Building Better Writers With Machine Learning

Students in school today will be graduating into a world in which written communication is more important than ever before. That’s not only true for knowledge workers, but in skilled-industries like manufacturing as well. For more and more employees, email communication and general competence in writing are critical to success in the job.

State and national education standards and curriculum are increasingly requiring significant writing components. As a result, many school districts are increasing their investment to accelerate writing .

The trouble is, there is no fast and easy way to assess student writing. You can’t improve what you can’t measure, and writing is far more difficult to measure than reading or math — multiple choice quizzes just can’t capture it.

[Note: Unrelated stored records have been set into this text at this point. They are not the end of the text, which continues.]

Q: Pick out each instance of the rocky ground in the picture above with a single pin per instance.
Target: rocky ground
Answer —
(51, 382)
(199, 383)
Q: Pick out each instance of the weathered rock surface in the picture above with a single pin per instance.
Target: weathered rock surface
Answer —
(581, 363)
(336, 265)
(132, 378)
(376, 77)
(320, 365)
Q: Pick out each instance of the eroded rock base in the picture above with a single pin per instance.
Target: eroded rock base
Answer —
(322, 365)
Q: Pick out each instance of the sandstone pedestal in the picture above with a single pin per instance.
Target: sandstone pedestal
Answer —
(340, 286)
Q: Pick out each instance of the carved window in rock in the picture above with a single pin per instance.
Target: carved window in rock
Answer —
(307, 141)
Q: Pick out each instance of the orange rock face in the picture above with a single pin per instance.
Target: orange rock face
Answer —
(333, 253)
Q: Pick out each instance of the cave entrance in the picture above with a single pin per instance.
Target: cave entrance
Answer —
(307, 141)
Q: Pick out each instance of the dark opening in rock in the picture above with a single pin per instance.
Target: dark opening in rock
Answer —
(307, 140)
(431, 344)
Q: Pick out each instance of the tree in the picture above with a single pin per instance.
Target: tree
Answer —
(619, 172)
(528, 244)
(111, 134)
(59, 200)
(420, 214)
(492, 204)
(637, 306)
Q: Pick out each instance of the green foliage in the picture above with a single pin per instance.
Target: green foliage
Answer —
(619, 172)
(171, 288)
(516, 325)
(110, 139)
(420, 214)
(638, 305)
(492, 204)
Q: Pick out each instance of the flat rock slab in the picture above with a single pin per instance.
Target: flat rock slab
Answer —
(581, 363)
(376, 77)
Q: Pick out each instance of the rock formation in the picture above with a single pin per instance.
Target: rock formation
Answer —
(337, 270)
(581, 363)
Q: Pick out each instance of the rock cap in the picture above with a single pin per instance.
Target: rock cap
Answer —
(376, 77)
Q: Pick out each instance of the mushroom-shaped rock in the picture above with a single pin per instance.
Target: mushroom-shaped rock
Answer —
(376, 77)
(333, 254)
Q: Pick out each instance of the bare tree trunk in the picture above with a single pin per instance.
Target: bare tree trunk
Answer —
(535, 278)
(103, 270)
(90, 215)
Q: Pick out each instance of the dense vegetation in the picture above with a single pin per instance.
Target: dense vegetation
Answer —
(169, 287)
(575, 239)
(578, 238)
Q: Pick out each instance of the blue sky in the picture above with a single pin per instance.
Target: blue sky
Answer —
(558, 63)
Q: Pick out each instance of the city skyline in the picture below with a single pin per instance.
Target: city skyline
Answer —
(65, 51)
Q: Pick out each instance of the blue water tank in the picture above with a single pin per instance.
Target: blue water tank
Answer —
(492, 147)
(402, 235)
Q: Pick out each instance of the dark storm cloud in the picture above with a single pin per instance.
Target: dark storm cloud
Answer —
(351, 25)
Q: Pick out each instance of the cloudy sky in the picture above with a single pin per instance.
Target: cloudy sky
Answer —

For teachers this means mounting pressure to invest additional time into evaluating student writing, providing feedback and addressing weaknesses in the classroom.

Making Time For Teachers

If there’s one thing that teachers can never get enough of, it’s time.

When you increase the demands on student achievement in writing, you increase the demands on teachers’ time as well.

Already, teachers spend hours grading assignments, and as a result many are reluctant to give students as much guided practice on writing as they probably need. As one teacher told us, “grading is the most painful, horrible thing. Kids are not writing enough.”

Teachers spend hours grading papers.

When students do receive feedback, it’s most commonly in the form of a single letter grade, which often leaves students feeling deflated and without clear direction on how to improve. When more feedback is given, it is most often focused on basic grammar errors and spelling conventions, rather than advice on deeper organization and higher order thinking.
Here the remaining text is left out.